Here’s Marisa Micallef, who is paid by the Labour Party to write letters against the government, concluding today’s letter with the immortal line: ‘Remember, the truth is very easy for me to remember. Spin on the other hand is not.’

Sigh. Nahseb li l-vera ghamel akkwist, dak Joseph.

The Times, Saturday, 3rd October 2009

Truth on stipends and single mothers
Marisa Micallef, Naxxar

I am very surprised that we have a Prime Minister who chose to misrepresent, as reported in The Times and In-Nazzjon, what I wrote when he toured the University on Thursday. I do not favour single mothers who abuse the state system over student stipends. I pointed out that it has been reported that four times as much money is spent on stipends than on the payments to support families without a father. We all know there has been abuse in both.

However, it is Lawrence Gonzi’s Administration that created the system for single mothers that is so allegedly easy to abuse, and which they have now woken up to. We all know at election time what is promised to everyone to get votes, so abuse has been institutionally encouraged.

I appeal to Dr Gonzi to get his facts right. The PN spin machine has been busy this week.

Remember, the truth is very easy for me to remember. Spin on the other hand is not.




7 Comments Comment

  1. Karl Flores says:

    The sudden avalanche of anti GonziPN writings is a result of the freedom we have enjoyed since Fenech AdamiPN was elected in 1987.
    What can you compare to freedom to be enough to hit them below the belt?

  2. Lino Cert says:

    @Marisa

    “Remember, the truth is very easy for me to remember. Spin on the other hand is not.”

    Marisa, you’re spinning faster than PSR J1748-2446ad. No wonder your memory is hazy.

  3. Leonard says:

    Daphne, if you were Joseph Muscat, what criteria would you set to assess Marisa Micallef’s success? (Not winning the next general elections; the contribution would be too blurred).

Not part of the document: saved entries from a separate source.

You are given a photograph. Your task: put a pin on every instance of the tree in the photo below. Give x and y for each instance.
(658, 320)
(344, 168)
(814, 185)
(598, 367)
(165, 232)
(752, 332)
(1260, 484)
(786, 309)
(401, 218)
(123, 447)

    [Daphne – I work in the field, so I know the criteria and they’re too complicated to go into here. Basically, what you have to look at first, before you even begin assessing success or failure, is whether the consultant is fit for purpose. In this case, the answer is no, because she has no track record in public affairs, still less in political public affairs, and makes the cardinal error (in political communication) of projecting her own feelings, which are those of a marginal – though electorally crucial – social group onto the rest of the population. I imagine that Joseph Muscat, who has a long track record in political public affairs and communication, knows this – which is why I wrote earlier that the real reason he is paying her is to serve the purpose of a decoy duck. He’s floating her out on his pond to bring in the real ducks that he wants (“Look, there’s Marisa in the Labour pond. It’s safe for us to go there too”. Bang! Bang!). Yet this objective was undermined by the announcement that Mrs Micallef is being paid by the opposition to carp against the government, which undoes her credibility and undermines her arguments, making them considerably less effective than they would have been if she simply wrote a newspaper column paid for by her newspaper, describing her true feelings. I don’t think Muscat is going to be measuring Mrs Micallef’s success, because that success, in his view, has been scored already by acquiring her scalp.]

  4. P Shaw says:

    Wonder whether Marisa will become BFF with Marie Benoit, who used to trash her in her column. Benlit used to write that Marisa is good for nothing but to seal and stamp the envelopes at the PN HQ.

  5. Mario Debono says:

    70 pieces of silver, and rather cheap at the price in my opinion.

  6. Harry Purdie says:

    So unfortunate. A wayward woman is waylaid.